War in Color

With the 70th anniversary of the end of the Great Patriotic War (Second World War) just around the corner, I've been enjoying a lot of colorized photographs from around the web featuring the USSR at home and at the front. 

The latter was responsible for 80% of German losses. The Allies could not have opened up the second front had the USSR not taken the brunt of the German military-industrial machine. At the same time, my homeland lost over 26 million people, of which approximately 20 million were civilian. The totality of this experience has become a consolidating event of mythic proportions.

This myth (not in the sense of being untrue, but rather surpassing the possible) comprises a multitude of small bricks, as this war affected every Soviet family. Thus, I, too, was inspired to colorize some photographs of my grandparents, tinting their cheeks with subtle, but living color and bridging the gap between the past and the present.

The end of the war forced the winners to sit down and, despite loathing each other's ideology, they had to come up with mutually agreed upon rules.  This system is collapsing now, and new challenges are ahead. 

Tablecloth Road

Imagine being a warrior or even a merchant in the lands of eastern Slavs, ancient Rus. The roads away from home could prove to be dangerous: you could encounter other warriors serving a hostile prince, bands of outlaws, and all kinds of mythic creatures, good and not so much. 

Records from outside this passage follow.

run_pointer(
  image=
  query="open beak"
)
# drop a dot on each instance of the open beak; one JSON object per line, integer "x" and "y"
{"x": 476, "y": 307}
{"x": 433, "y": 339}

Was that the wind or Nightingale the Robber--born and raised near Briansk, my father's birthplace--up in the tree where the path disappears in the brush? 

And sometimes, there would be no roads all. 

This is why, whenever one had a long journey ahead of him, my ancestors would say, "Let the road become a tablecloth," smooth and predictable. 

Nowadays, that expression has the opposite interpretation, "Good riddance!", as do many others. "Putting a spell on one's teeth," for instance--in order to cure them--was once literal. Today, it means to distract someone's attention away from the real issues at hand.

Incidentally, the way I shot this image reminds me of Takao-san forest outside of Tokyo, although it is from the prairies.